Judgement Day PosterBy Ed Sum (The Vintage Tempest)

Over in the beautiful garden city if Victoria, B.C. Canada, the Victoria Fringe Festival returns for its 27th year with a few much-needed updates and, perhaps, an added regular venue. The voting system is changed so its more fair and the Maritime Museum provided the space for a unique play, “Judgement Day,” that kicked off the first week of the festivities. It will also be part of the last weekend too as the votes are being tallied for best of Fringe.

This gently philosophical and satirical look at how socially irreverent various world religions are gets center stage in the courtroom where real trials took place.

And the storm of controversy of which belief is right in granting a peaceful afterlife gets elegantly played up for laughs by New Blood Theatre, a group that may well be ‘new’ to the Victoria scene. They had done a previous production “Greg Phillips: Alleged Antichrist” in collaboration with the Student Alternative Theatre Company at the University of Victoria, and this new show marks their first production that will hopefully tour to other Fringe festivals around the world.

“Judgement Day” is certainly worth a look and garner after dinner discussion if what’s said about religion, the afterlife, and what’s next is true. This play brings forth recollections from this author from when a classic science-fiction/drama television show, Quantum Leap, was airing its final episode, “The Mirror Image” where Sam Beckett finally learns that he has been in control of his “leaps” from the very beginning. Maybe a better title to use is “The Road Home,” but that would be telling too much.

Fringe Festival Booklet

This play is all about the choices made in life and how it affects what’s next for every soul that’s there, including the audience. With one smartly inserted actress (Sarah Cashin) mixed in with this crowd, not everyone will realize who the mole is until the courtroom dramatics takes off. Jane (Cashin) gets targeted and awaits her turn for learning where she is headed next.

This show is not Perry Mason, Ally McBeal or Matlock in disguise. Instead, this type of court has only a Baliff (Ryan Bangma) and Judge (Robin Gadsby) to preside over and make decisions over where each individual’s spirit is going to head. And where they go is interestingly offered up by the Judge. Gadsby’s character is very much like Judge Harry T. Stone in Night Court, and Bangma is very enigmatic in his role as the Bailiff. This secondary character is hard to figure out. Perhaps he’s a non-denominational God in disguise, or maybe he’s just a pragmatist.

Playright and producer, Gadsby revealed that it is essentially Albert Einstein when he crafted the Baliff character. This physicist’s existential point of view can be best summarized with him saying, “We must not conceal from ourselves that no improvement in the present depressing situation is possible without a severe struggle; for the handful of those who are really determined to do something is minute in comparison with the mass of the lukewarm and the misguided….”

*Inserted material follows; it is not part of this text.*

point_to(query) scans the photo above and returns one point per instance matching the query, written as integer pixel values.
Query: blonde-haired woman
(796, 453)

But not everyone will read into this play in such a deep level where it will have a significant meaning to them. The absurdity of the situation is very good but the archetypes being represented were very stereotyped. Had that been played down than up, more people could relate to the events going on.

Courtroom

The space used to present this play is excellent since it helps put audiences into the moment. The realism is very appreciated, and hopefully, should this performance tour to other Fringe festivals around the world, maybe a similar kind of space can be found to make this show work. Perhaps an old hall, where the performers are walking through a series of gates to represent the trials each soul has to face. But with a courtroom, all that’s needed is a Judge. As for what’s next, this play does a great job at asking that absolute question. Just what is next? The answers do not need to be spiritual.

This play succeeds in being very thoughtful. While it’s done more for laughs, some audiences may well leave with plenty of food for thought. Hopefully it will be seen again outside of the Fringe circuit, as it is worth spreading a new word around — and that’s to just have an open mind to knowing that life is simply about the choices made. The final path is not always absolute.